Is there such a thing as to much uvb for your cham? My male chams cage is 18x18x36 and seems kinda dark I have one 5.0 uvb reptisun tube bulb and a 50watt uva would adding a 2nd 5.0 uvb be bad for my cham???
UVB radiation is not relative to visible light intensity. A Uvb meter will show you your tube/bulbs output. These are recommended to be changed every 6-12 months as UVB leels diminish over time.
If you would like the cage brighter, consider using a regular household flourescent (virtually no heat output)
I use another 20 watt in a dome besides the basking bulb and uvb tube I have. I have the UVB towards the back of the cage, my basking on the right and 20 watt on the left. It really brightens up the cage just haveing that and sometimes he will even bask under that. It doesn't heat the cage up too bad much by adding it as it is very low wattage.

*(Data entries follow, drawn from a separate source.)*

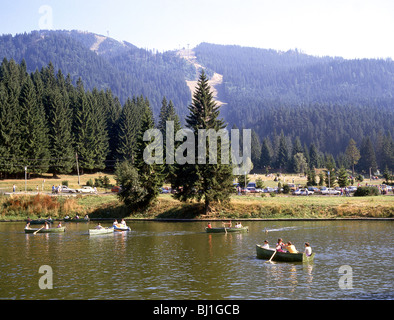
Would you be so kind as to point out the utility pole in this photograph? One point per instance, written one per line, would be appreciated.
(25, 179)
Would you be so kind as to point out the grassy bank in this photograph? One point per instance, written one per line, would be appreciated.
(240, 207)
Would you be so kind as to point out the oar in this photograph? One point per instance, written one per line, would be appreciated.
(37, 230)
(272, 257)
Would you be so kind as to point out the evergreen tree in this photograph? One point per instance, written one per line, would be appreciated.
(255, 149)
(367, 160)
(211, 182)
(33, 130)
(151, 176)
(129, 127)
(314, 156)
(283, 153)
(353, 154)
(60, 135)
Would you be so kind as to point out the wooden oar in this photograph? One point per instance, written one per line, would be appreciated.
(272, 257)
(37, 230)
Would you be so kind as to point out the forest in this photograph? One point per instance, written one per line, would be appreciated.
(61, 101)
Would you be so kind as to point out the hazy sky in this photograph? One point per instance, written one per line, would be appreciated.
(347, 28)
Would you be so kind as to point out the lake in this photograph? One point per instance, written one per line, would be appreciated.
(179, 260)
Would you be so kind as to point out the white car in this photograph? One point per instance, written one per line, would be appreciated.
(66, 189)
(86, 189)
(306, 192)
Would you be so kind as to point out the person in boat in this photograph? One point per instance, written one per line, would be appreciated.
(290, 248)
(227, 224)
(280, 245)
(308, 249)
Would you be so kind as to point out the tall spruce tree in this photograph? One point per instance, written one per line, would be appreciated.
(151, 175)
(353, 154)
(33, 130)
(60, 135)
(209, 182)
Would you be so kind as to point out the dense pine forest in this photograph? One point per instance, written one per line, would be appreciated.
(64, 99)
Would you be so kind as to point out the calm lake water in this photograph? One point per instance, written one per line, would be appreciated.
(165, 260)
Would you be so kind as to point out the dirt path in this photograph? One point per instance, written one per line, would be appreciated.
(96, 45)
(214, 82)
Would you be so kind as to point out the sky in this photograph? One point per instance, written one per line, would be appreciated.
(345, 28)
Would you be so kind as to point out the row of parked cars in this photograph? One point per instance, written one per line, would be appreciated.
(66, 189)
(251, 188)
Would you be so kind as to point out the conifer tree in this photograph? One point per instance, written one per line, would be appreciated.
(33, 130)
(60, 135)
(151, 176)
(352, 154)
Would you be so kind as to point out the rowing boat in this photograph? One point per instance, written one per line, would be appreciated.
(101, 231)
(263, 253)
(75, 220)
(43, 230)
(119, 227)
(41, 221)
(224, 230)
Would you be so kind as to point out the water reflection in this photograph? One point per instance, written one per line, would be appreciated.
(181, 261)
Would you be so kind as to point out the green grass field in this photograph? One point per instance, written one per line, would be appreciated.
(107, 205)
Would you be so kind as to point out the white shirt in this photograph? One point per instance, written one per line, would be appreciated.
(308, 251)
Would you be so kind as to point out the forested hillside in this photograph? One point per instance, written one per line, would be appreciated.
(121, 67)
(294, 103)
(325, 101)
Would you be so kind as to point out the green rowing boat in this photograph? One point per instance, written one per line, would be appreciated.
(75, 220)
(266, 254)
(224, 230)
(50, 230)
(101, 231)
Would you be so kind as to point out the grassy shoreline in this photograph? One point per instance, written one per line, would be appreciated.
(107, 206)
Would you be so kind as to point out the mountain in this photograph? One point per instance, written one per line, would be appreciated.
(324, 100)
(103, 62)
(320, 100)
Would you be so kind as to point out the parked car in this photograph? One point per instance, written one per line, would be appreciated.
(330, 191)
(251, 185)
(116, 189)
(297, 192)
(314, 189)
(86, 189)
(66, 189)
(252, 189)
(306, 192)
(352, 188)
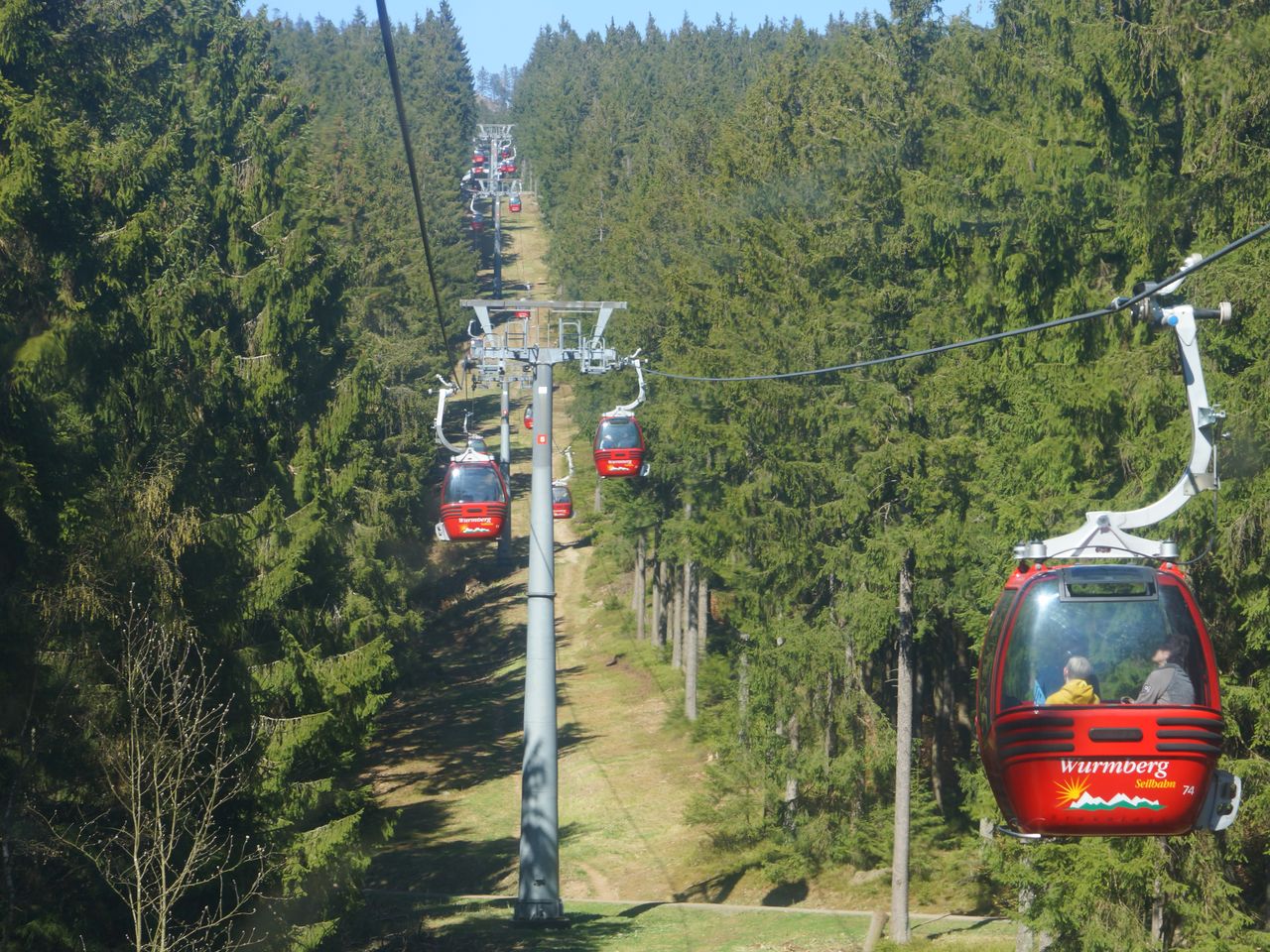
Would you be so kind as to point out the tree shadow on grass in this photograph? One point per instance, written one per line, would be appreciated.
(715, 889)
(488, 927)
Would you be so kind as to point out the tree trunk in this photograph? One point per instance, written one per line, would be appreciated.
(675, 620)
(702, 612)
(903, 756)
(686, 610)
(690, 649)
(661, 603)
(639, 595)
(656, 635)
(830, 735)
(789, 809)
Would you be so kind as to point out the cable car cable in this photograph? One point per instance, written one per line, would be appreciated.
(386, 32)
(1120, 303)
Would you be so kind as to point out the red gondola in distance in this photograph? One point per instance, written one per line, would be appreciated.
(619, 445)
(562, 502)
(474, 498)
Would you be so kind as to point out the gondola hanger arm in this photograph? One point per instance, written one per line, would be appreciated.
(627, 409)
(444, 393)
(1105, 532)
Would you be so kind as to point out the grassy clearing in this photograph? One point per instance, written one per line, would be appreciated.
(485, 925)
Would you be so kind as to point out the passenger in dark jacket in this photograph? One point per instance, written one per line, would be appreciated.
(1169, 683)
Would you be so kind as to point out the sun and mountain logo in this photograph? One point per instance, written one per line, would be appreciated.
(1075, 794)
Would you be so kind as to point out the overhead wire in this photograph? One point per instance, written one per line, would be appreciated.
(386, 32)
(1120, 303)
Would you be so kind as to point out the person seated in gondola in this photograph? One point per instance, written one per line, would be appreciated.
(1169, 683)
(1078, 683)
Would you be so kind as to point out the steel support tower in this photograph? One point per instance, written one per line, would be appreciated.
(539, 893)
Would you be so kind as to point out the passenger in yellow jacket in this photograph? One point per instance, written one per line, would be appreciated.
(1078, 674)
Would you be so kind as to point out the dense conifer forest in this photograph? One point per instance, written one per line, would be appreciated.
(213, 435)
(216, 339)
(790, 198)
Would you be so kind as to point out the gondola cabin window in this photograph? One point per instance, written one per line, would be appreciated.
(474, 484)
(1114, 619)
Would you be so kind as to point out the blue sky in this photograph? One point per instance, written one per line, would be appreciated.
(502, 33)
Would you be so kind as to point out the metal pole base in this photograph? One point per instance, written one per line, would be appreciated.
(544, 912)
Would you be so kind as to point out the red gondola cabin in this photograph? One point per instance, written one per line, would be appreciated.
(1119, 766)
(619, 445)
(472, 498)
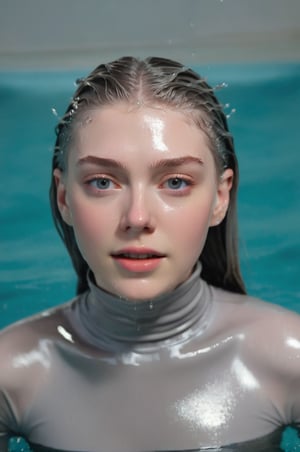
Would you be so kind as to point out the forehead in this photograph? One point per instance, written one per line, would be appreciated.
(139, 122)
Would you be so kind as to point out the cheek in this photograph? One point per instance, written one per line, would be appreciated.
(90, 225)
(191, 226)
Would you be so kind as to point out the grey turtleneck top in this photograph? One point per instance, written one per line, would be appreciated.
(198, 368)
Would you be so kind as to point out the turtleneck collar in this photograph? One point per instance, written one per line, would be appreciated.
(114, 323)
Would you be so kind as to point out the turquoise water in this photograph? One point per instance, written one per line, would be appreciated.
(35, 272)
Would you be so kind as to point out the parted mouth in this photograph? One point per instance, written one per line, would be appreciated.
(137, 256)
(143, 254)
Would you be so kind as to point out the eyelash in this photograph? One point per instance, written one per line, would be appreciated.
(93, 183)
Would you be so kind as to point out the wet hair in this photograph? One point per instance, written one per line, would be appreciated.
(157, 81)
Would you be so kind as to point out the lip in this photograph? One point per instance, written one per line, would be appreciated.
(137, 259)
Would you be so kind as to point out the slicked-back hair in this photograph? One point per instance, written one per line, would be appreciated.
(156, 81)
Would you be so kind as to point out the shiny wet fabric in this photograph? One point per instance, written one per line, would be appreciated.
(269, 443)
(195, 368)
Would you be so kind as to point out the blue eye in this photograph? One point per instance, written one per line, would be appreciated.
(101, 183)
(176, 183)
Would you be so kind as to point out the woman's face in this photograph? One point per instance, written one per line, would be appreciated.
(141, 192)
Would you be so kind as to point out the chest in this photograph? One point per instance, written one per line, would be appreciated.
(175, 398)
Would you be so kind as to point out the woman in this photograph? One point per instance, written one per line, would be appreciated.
(161, 350)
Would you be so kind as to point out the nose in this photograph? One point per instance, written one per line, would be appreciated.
(136, 212)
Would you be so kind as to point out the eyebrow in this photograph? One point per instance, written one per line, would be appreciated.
(160, 164)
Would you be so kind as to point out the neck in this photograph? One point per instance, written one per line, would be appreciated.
(112, 322)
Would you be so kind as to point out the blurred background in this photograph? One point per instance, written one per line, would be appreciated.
(39, 34)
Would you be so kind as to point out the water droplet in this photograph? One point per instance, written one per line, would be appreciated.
(233, 110)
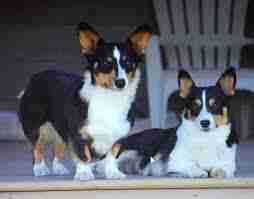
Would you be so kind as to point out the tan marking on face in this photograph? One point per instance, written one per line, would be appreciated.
(227, 85)
(88, 156)
(211, 102)
(130, 76)
(185, 87)
(222, 119)
(115, 149)
(59, 151)
(198, 102)
(140, 41)
(38, 152)
(105, 80)
(88, 42)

Yes, there is most definitely such a thing as too much UV exposure. Would using two bulbs instead of one lead to excessive UV exposure? Based on measurments folks have gotten from these bulbs, these bulbs through screen, etc. I doubt it, but I don't think the animal would necessarily benefit either, making the use of two bulbs essentially a waste of money for you Agreed with the above though: using full spectrum, grow bulbs, or something similar to provide more light is a very good idea IMHO. Chameleon cages are usually woefully underlit IME, leading to unhealthy or dead plants due to a lack of light. I'd keep the one UV bulb and add one or more full specturm-ish bulbs for additional light, and for the sake of the plants.

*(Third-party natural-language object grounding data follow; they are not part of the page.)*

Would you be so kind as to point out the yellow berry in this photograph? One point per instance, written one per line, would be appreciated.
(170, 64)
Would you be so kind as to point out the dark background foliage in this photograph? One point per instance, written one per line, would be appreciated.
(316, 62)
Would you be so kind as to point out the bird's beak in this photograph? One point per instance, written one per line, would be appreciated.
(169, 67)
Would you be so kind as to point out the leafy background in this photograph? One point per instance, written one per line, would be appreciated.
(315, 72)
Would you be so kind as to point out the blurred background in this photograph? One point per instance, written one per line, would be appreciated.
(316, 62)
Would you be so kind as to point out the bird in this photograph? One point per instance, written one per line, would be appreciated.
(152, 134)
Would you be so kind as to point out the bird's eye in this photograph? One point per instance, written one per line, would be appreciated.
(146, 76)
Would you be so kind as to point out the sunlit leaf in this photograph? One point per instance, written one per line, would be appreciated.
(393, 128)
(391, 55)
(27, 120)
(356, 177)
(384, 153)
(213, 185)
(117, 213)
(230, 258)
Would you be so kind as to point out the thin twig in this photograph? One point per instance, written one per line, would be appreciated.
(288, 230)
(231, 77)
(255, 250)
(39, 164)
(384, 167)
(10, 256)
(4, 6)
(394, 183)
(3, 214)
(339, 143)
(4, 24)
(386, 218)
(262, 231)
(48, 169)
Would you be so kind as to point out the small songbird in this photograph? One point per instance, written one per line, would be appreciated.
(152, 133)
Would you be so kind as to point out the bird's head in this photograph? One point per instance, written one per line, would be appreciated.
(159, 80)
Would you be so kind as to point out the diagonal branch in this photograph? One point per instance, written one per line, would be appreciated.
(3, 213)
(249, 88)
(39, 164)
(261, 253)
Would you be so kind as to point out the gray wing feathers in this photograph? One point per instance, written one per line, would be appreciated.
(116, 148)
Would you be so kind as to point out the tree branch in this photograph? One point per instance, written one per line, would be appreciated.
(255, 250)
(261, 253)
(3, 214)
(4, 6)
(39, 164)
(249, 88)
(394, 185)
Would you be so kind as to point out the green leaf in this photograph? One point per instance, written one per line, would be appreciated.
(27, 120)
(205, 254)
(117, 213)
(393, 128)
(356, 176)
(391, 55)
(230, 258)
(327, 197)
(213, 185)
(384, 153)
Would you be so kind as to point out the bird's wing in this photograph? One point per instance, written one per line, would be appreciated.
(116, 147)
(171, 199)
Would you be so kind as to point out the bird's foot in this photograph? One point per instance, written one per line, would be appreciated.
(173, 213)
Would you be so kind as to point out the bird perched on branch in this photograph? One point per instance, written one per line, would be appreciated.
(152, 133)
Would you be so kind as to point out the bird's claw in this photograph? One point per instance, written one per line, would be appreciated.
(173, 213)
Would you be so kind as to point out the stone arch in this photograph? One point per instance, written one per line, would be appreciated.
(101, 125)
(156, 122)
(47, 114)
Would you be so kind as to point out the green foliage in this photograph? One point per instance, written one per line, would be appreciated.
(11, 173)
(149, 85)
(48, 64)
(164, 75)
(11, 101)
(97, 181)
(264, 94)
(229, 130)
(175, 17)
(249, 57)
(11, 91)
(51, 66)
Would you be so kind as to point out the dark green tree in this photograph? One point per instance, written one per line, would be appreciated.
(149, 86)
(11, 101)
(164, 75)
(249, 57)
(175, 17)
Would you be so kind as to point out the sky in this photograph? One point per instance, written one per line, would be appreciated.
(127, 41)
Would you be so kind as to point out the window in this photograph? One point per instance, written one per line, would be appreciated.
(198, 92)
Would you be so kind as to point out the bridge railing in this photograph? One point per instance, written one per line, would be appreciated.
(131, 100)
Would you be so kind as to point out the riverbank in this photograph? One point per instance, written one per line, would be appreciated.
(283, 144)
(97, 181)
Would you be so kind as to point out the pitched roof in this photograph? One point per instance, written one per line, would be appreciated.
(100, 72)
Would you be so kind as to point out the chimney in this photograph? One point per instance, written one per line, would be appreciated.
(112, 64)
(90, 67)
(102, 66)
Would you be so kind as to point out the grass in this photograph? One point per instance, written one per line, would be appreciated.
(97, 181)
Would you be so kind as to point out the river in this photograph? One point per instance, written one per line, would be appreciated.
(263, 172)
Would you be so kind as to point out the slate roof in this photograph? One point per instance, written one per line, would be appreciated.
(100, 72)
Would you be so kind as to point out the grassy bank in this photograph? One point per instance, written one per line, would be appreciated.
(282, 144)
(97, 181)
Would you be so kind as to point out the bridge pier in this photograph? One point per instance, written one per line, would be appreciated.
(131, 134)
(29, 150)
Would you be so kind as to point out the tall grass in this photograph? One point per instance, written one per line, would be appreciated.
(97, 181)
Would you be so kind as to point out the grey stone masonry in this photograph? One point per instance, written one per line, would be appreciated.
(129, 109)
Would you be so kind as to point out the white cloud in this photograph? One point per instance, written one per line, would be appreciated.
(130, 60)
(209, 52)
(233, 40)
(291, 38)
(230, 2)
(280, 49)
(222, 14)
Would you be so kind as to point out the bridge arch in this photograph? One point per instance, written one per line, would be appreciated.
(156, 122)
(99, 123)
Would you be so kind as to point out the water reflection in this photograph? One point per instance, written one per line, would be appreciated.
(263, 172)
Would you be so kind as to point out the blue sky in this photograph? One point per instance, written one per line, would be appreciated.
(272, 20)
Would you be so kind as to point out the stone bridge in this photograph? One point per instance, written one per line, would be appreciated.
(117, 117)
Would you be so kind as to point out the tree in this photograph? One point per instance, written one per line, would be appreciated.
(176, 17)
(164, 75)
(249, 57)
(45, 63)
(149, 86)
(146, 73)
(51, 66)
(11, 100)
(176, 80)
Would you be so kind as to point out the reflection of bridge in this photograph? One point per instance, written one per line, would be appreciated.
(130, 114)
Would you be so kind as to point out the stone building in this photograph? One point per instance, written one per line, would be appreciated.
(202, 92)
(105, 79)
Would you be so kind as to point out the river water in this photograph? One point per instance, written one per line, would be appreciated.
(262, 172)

Just out of curiosity, we've got all these other florescent bulbs of various brands and output levels that are designed FOR reptiles, that are deemed to be be too questionably dangerous to chameleon eyes, doesn't it worry anybody besides me all the random house incandescent & florescent bulbs we're using on their cages? I've been told before I'm a paranoid chammy-mommy, lol, so maybe thats it. And ive tried reading detailed links about the while uv output & studies, but I really can't seem to wrap my brain around the whole light rays concepts, never have unfortunatley. So i admit i dont understand light period. Anyways just the idea that another brand's reptile 5.0 bulb can be "off" enough to eff up their eyes, but any old random household "plant grow" bulb would be just fine seems strange to me...?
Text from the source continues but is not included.